Several studies have shown that acupuncture actually eases chronic pain, such as low-back pain, neck pain, and even knee pain; it’s also known to relieve headaches and other conditions.
3. Herbal Remedies Come in a Variety of Forms
Another exciting aspect of TCM and eastern medicine is herbal remedies. There are so many types of natural herbs available that can help with a host of conditions, ranging from chronic pain to depression and anxiety.
TCM practitioners recommend teas, tinctures and herbal concoctions based on your symptoms, and you’ll quickly learn that there’s an abundance of remedies out there in a variety of forms.
For example, you can buy herbal remedies as granules that mix with your water or tea, or you can buy them in a pill form so they’re easier to swallow. If you’re feeling a bit extra, you can even buy herbal cacao powder! What’s not to love about that?
4. You’ll Experiment With New Foods and Diets
This may echo the first tip slightly, but making lifestyle changes often requires you to swap out your old diet for a new one. The more experienced you become with eastern and Chinese medicine, the more you realize just how important diet is — and it’s not just a matter of carbs and calories.
Eastern medicine specifically goes so far as to associate certain moods and elements with certain foods. For example, raw foods and veggies are considered “cool” foods, which are fine in small quantities to combat summer heat, but may cause “dampness” to build up in the body, which can cause colds and flu. From a TCM perspective, the way to consume such foods would be to cook them in a soup rather than eat them in a salad.
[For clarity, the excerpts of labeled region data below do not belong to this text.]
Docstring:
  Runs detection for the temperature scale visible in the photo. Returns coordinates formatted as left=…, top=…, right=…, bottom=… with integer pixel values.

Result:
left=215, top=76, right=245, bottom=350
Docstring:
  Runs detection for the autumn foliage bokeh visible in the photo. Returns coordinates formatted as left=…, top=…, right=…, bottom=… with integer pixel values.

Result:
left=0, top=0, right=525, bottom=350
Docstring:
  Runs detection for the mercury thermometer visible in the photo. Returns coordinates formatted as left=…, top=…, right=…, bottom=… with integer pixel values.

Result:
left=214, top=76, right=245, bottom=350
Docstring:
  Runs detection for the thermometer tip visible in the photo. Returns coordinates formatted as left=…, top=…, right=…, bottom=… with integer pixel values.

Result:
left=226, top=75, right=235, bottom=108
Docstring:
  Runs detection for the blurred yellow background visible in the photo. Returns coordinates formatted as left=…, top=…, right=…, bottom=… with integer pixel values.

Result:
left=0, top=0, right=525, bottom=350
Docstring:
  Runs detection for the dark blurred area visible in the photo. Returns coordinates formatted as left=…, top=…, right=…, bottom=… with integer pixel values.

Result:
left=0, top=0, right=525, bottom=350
This concept is unique for Westerners, as we tend to eat what we want despite the season or what our bodies may be telling us. As you get more familiar with Eastern medicine’s approach to eating, you’ll find you’re eating more healthy fatty foods, more vegetables, and more Asian cuisine.
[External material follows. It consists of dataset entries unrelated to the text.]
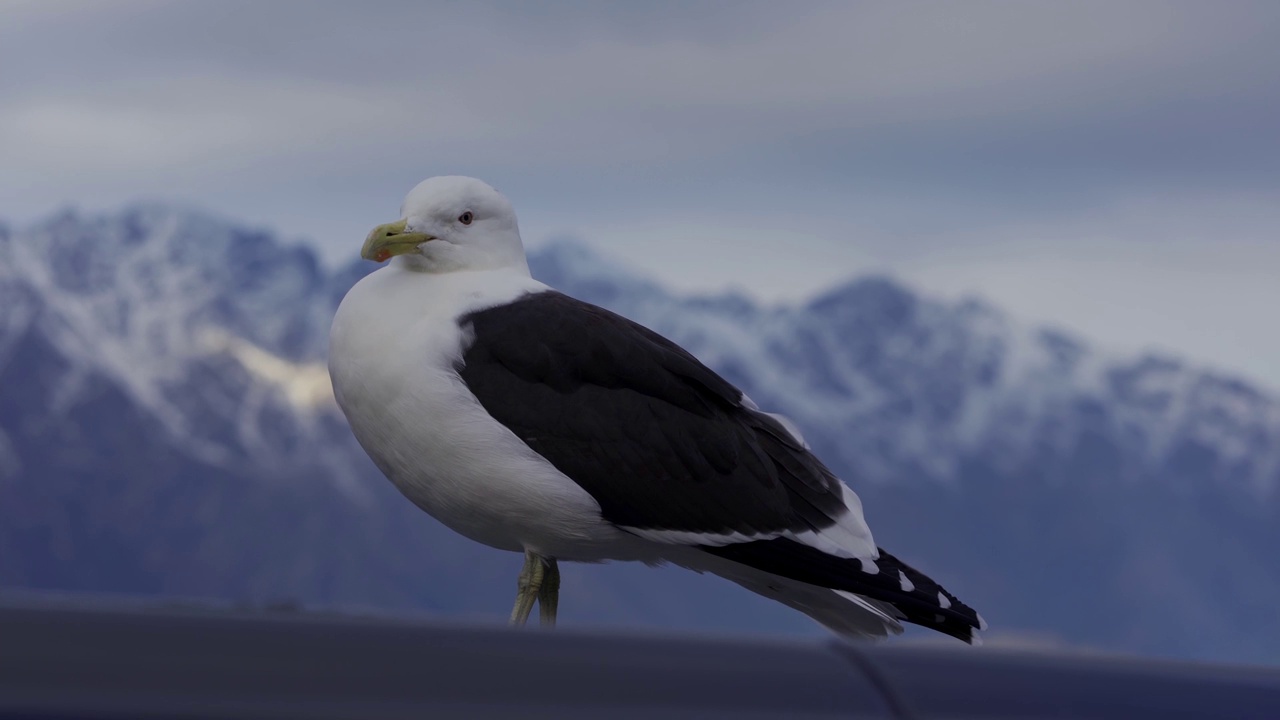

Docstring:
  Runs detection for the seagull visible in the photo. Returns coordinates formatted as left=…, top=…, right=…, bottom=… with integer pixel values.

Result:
left=329, top=177, right=986, bottom=644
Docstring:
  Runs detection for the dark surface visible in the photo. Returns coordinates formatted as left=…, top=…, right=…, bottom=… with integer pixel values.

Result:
left=0, top=603, right=1280, bottom=720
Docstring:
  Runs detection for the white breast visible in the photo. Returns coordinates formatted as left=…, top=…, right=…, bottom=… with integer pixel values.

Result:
left=329, top=265, right=629, bottom=559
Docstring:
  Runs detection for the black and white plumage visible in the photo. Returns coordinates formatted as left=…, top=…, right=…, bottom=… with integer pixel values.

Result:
left=330, top=177, right=984, bottom=642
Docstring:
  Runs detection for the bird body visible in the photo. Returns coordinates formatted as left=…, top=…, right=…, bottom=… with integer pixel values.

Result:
left=329, top=178, right=984, bottom=642
left=329, top=265, right=640, bottom=561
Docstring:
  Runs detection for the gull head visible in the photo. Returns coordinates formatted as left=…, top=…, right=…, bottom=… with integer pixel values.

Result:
left=360, top=176, right=529, bottom=273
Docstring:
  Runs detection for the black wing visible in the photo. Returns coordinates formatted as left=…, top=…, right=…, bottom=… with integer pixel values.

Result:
left=458, top=291, right=845, bottom=534
left=457, top=291, right=982, bottom=642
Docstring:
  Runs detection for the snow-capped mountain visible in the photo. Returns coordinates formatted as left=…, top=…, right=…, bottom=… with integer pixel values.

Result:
left=0, top=205, right=1280, bottom=661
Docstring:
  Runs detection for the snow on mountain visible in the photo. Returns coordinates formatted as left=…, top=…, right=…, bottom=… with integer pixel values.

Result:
left=531, top=238, right=1280, bottom=495
left=0, top=205, right=1280, bottom=661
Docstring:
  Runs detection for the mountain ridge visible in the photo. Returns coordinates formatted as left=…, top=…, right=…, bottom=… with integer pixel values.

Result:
left=0, top=204, right=1280, bottom=662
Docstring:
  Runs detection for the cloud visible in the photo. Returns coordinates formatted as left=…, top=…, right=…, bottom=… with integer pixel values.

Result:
left=0, top=0, right=1280, bottom=382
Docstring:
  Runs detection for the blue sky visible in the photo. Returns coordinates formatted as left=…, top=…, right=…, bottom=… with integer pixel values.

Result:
left=0, top=0, right=1280, bottom=387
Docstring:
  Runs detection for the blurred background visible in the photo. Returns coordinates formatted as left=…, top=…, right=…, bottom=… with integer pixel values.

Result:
left=0, top=0, right=1280, bottom=664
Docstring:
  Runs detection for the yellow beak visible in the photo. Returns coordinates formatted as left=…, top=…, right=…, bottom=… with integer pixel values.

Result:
left=360, top=220, right=435, bottom=263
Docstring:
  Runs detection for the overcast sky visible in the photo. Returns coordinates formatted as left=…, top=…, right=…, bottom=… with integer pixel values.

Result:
left=0, top=0, right=1280, bottom=387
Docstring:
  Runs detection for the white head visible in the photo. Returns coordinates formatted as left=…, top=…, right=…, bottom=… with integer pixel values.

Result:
left=360, top=176, right=529, bottom=273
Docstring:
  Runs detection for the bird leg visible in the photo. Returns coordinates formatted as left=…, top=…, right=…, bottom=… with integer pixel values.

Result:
left=538, top=557, right=559, bottom=628
left=511, top=550, right=559, bottom=628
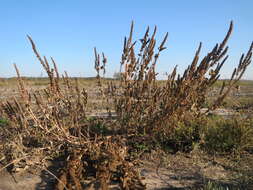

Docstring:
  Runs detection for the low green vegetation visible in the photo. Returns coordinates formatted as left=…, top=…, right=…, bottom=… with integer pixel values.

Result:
left=0, top=23, right=253, bottom=190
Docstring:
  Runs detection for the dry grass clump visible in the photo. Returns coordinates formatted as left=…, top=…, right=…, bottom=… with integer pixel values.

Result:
left=0, top=22, right=253, bottom=190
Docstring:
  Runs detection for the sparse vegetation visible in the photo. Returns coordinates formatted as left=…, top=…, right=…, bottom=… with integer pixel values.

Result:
left=0, top=22, right=253, bottom=190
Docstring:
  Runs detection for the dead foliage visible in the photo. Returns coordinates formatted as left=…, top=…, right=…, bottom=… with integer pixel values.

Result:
left=0, top=22, right=253, bottom=190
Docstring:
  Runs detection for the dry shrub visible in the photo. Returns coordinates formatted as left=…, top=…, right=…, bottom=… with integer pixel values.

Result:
left=112, top=22, right=253, bottom=137
left=0, top=20, right=253, bottom=190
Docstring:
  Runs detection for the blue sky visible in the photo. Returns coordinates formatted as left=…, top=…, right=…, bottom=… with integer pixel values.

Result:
left=0, top=0, right=253, bottom=79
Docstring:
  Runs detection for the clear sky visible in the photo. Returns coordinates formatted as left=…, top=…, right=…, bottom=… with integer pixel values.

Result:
left=0, top=0, right=253, bottom=79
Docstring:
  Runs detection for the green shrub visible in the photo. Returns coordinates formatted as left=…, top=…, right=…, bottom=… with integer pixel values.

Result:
left=202, top=117, right=253, bottom=153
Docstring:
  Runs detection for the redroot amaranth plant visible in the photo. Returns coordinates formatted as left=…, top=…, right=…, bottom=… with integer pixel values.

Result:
left=111, top=22, right=253, bottom=134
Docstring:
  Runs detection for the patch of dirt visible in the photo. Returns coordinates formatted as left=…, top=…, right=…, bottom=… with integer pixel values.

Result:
left=0, top=153, right=251, bottom=190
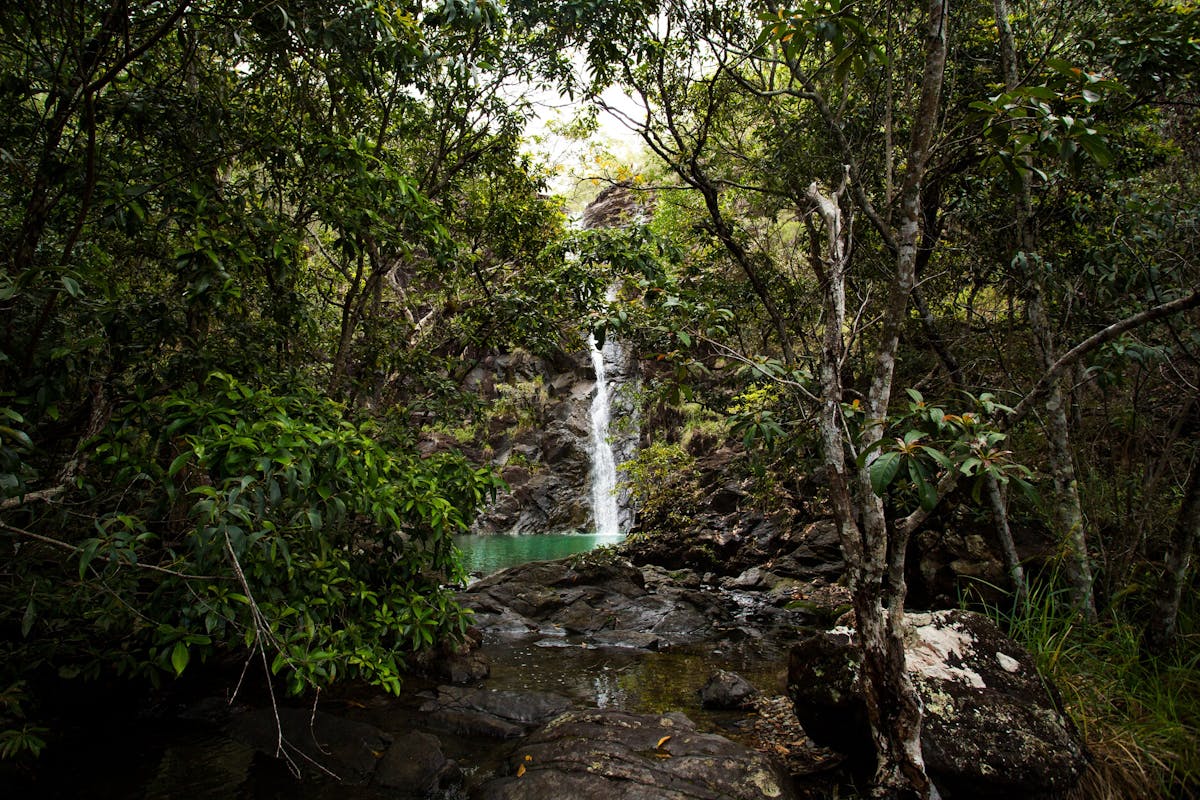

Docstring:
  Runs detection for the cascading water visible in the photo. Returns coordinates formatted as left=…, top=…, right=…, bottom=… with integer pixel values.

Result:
left=588, top=288, right=620, bottom=536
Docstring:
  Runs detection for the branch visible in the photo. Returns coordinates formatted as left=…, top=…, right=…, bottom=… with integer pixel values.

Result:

5. You’ll Feel More Cultured to Boot
Lastly, TCM and eastern medicine offer you a chance to change your perspective. While you probably won’t be inspired to learn Mandarin (but we’re not stopping you), you will learn more about important customs like drinking tea or even Tai Chi and Qigong exercises. These practices have been around for centuries, and you’ll pick up on the rich traditions behind them as you learn.
As Westerners, these practices are foreign and a bit unusual, so they push you outside of your comfort zone, which can make you a more well-rounded person at the end of the day.